No filme, Cage encarna Red, um lenhador que mora com sua esposa, Mandy (Andrea Riseborough, de "Black Mirror"), em uma isolada casa na floresta. Ela é artista visual, e divide seu tempo entre ilustrações e a loja de beira de estrada que mantém com o marido. Entre conversas bem-humoradas durante a noite, e confissões de pecados e traumas passados durante a tarde, o casal carrega uma vida pacata que é brusca e tragicamente interrompida.

A responsabilidade pela tragédia recai sobre os ombros de Jeremiah Sand (Linus Roache, de "Law & Order"), uma figura messiânica armada com um hipnótico carisma e uma visão distorcida do cristianismo, que usa tais armas para conquistar apaixonados asseclas. Depois que sua caravana cruza caminhos com Mandy, ele decide fazer uso de um misterioso e sinistro artefato para invocar um apoio sobrenatural, ordenando a abdução da artista - e dando início à danação de Red.

Panos usa essa premissa simples para pesar no surrealismo, quebrando convenções de filmes do subgênero "thriller de vingança". "Mandy" é dividido em três capítulos, narrando sua história sem pressa e com recursos visuais variantes em temática e tom. Num primeiro terço, tudo em tela é colorido, quente e em movimento, quase como se os atores se apresentassem dentro de uma psicodélica lâmpada de lava. Conforme a história progride, entretanto, tudo se torna mais sombrio, cru e monocromático, mesmo com a adição de trechos animados num estilo reminiscente (não por acaso) à lendária revista "Heavy Metal".

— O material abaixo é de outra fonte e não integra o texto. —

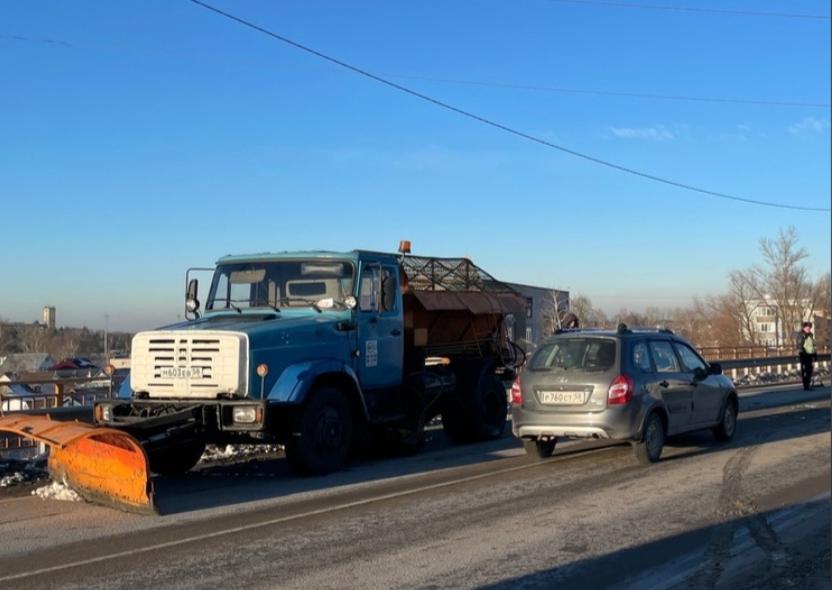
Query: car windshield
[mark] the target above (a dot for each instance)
(583, 354)
(279, 285)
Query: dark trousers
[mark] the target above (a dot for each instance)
(806, 369)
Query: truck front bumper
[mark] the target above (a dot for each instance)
(205, 415)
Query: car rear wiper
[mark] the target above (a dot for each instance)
(260, 303)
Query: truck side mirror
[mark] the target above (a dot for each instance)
(191, 301)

No terceiro e derradeiro capítulo, quando enfim o título do filme é exibido em tela (sim, após mais de 1h de projeção), Cage assume de vez o comando do filme, centralizando toda a atenção pelo restante da história e navegando por todos os extremos que caracterizaram suas atuações mais memoráveis. Numa das cenas mais insanas, o ator ataca um agressor sem dó nem piedade, recriando golpes de Bruce Lee enquanto grita, desafinado: "Você arruinou minha camisa".

Equilíbrio e versatilidade

Reduzir o trabalho do ganhador do Oscar a isso, entretanto, é cair no mesmo erro que se comete ao resumir o ator a meme, quando trata-se de um artista diferenciado. Se o final de "Mandy" funciona ao romper com a cadência de seu início, assumindo um ritmo acelerado e uma estética ultraviolenta digna de um bom slasher, é muito graças às atuações precisas e contidas que Cage e Risenborough apresentam num primeiro momento, mais próprias de um filme romântico de arte.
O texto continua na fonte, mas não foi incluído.